Re: [RFC mm][PATCH 2/5] percpu cached mm counter

linux-mm.kvack.org archive mirror
 help / color / mirror / Atom feed

From: Christoph Lameter <cl@linux-foundation.org>
To: KAMEZAWA Hiroyuki <kamezawa.hiroyu@jp.fujitsu.com>
Cc: "linux-mm@kvack.org" <linux-mm@kvack.org>,
	"linux-kernel@vger.kernel.org" <linux-kernel@vger.kernel.org>,
	"akpm@linux-foundation.org" <akpm@linux-foundation.org>,
	minchan.kim@gmail.com, mingo@elte.hu
Subject: Re: [RFC mm][PATCH 2/5] percpu cached mm counter
Date: Thu, 10 Dec 2009 11:51:24 -0600 (CST)	[thread overview]
Message-ID: <alpine.DEB.2.00.0912101136110.5481@router.home> (raw)
In-Reply-To: <20091210163448.338a0bd2.kamezawa.hiroyu@jp.fujitsu.com>

On Thu, 10 Dec 2009, KAMEZAWA Hiroyuki wrote:

> Now, mm's counter information is updated by atomic_long_xxx() functions if
> USE_SPLIT_PTLOCKS is defined. This causes cache-miss when page faults happens
> simultaneously in prural cpus. (Almost all process-shared objects is...)

s/prural cpus/multiple cpus simultaneously/?

> This patch implements per-cpu mm cache. This per-cpu cache is loosely
> synchronized with mm's counter. Current design is..

Some more explanation about the role of the per cpu data would be useful.

For each cpu we keep a set of counters that can be incremented using per
cpu operations. curr_mc points to the mm struct that is currently using
the per cpu counters on a specific cpu?

>   - prepare per-cpu object curr_mmc. curr_mmc containes pointer to mm and
>     array of counters.
>   - At page fault,
>      * if curr_mmc.mm != NULL, update curr_mmc.mm counter.
>      * if curr_mmc.mm == NULL, fill curr_mmc.mm = current->mm and account 1.
>   - At schedule()
>      * if curr_mm.mm != NULL, synchronize and invalidate cached information.
>      * if curr_mmc.mm == NULL, nothing to do.

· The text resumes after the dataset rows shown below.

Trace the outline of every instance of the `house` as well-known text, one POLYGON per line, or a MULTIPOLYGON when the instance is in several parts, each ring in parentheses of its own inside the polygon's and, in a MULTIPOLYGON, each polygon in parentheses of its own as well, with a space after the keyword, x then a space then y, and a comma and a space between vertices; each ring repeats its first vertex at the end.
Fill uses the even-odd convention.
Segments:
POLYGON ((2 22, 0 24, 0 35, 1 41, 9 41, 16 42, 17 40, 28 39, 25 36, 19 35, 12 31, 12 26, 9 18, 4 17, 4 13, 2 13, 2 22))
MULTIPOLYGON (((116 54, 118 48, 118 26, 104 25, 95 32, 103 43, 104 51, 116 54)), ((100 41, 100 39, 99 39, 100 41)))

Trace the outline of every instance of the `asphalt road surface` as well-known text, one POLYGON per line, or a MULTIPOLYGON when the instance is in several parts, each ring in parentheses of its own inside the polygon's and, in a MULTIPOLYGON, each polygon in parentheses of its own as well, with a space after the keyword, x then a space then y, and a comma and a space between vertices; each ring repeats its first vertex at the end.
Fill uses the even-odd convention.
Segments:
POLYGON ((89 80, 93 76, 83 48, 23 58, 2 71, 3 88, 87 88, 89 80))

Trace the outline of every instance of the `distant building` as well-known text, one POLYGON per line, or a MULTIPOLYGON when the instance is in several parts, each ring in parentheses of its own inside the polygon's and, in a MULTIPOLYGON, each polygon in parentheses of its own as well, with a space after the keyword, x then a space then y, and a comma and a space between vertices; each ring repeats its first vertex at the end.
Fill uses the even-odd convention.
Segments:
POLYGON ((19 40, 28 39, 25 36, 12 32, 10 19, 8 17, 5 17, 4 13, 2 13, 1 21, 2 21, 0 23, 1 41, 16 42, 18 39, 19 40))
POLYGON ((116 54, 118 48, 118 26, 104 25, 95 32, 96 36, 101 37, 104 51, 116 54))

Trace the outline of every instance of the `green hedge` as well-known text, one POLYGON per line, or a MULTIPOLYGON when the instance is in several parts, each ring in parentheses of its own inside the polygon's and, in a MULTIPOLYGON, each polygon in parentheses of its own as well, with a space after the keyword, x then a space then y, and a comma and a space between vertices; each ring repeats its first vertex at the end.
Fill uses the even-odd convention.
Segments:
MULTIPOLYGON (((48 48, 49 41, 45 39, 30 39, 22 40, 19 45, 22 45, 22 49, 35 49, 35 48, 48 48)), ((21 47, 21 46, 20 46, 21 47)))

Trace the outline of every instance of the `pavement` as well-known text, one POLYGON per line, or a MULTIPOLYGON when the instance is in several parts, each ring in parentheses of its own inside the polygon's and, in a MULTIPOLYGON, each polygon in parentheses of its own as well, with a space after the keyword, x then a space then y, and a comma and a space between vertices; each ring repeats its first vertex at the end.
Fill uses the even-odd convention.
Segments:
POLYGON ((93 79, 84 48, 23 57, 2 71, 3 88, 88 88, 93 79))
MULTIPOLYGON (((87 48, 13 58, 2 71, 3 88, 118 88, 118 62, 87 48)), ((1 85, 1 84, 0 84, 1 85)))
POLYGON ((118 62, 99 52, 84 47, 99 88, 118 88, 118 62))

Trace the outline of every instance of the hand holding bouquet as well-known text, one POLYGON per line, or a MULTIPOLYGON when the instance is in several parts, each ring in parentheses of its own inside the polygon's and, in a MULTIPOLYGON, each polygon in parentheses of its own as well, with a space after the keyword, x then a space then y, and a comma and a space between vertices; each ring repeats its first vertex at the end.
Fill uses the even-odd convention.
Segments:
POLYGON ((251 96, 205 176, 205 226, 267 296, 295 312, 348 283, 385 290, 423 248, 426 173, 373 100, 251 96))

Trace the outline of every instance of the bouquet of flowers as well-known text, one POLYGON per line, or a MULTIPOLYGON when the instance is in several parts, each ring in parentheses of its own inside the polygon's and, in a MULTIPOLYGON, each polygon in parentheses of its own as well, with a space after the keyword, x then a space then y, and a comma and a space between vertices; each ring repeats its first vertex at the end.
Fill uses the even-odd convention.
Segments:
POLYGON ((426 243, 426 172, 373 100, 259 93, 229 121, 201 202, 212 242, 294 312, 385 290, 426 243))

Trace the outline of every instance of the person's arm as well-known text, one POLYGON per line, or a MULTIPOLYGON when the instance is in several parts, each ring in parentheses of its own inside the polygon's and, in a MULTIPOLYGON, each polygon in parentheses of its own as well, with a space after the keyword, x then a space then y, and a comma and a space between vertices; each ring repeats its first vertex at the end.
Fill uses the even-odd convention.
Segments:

Sounds like a very good idea that could be expanded and used for other
things like tracking the amount of memory used on a specific NUMA node in
the future. Through that we may get to a schedule that can schedule with
an awareness where the memory of a process is actually located.

 > By this.
>   - no atomic ops, which tends to cache-miss, under page table lock.
>   - mm->counters are synchronized when schedule() is called.
>   - No bad thing to read-side.
>
> Concern:
>   - added cost to schedule().

That is only a simple check right? Are we already touching that cacheline
in schedule? Or place that structure near other stuff touched by the
scheduer?

>
> +#if USE_SPLIT_PTLOCKS
> +
> +DEFINE_PER_CPU(struct pcp_mm_cache, curr_mmc);
> +
> +void __sync_mm_counters(struct mm_struct *mm)
> +{
> +	struct pcp_mm_cache *mmc = &per_cpu(curr_mmc, smp_processor_id());
> +	int i;
> +
> +	for (i = 0; i < NR_MM_COUNTERS; i++) {
> +		if (mmc->counters[i] != 0) {

Omit != 0?

if you change mmc->curr_mc then there is no need to set mmc->counters[0]
to zero right? add_mm_counter_fast will set the counter to 1 next?

> +static void add_mm_counter_fast(struct mm_struct *mm, int member, int val)
> +{
> +	struct mm_struct *cached = percpu_read(curr_mmc.mm);
> +
> +	if (likely(cached == mm)) { /* fast path */
> +		percpu_add(curr_mmc.counters[member], val);
> +	} else if (mm == current->mm) { /* 1st page fault in this period */
> +		percpu_write(curr_mmc.mm, mm);
> +		percpu_write(curr_mmc.counters[member], val);
> +	} else /* page fault via side-path context (get_user_pages()) */
> +		add_mm_counter(mm, member, val);

So get_user pages will not be accellerated.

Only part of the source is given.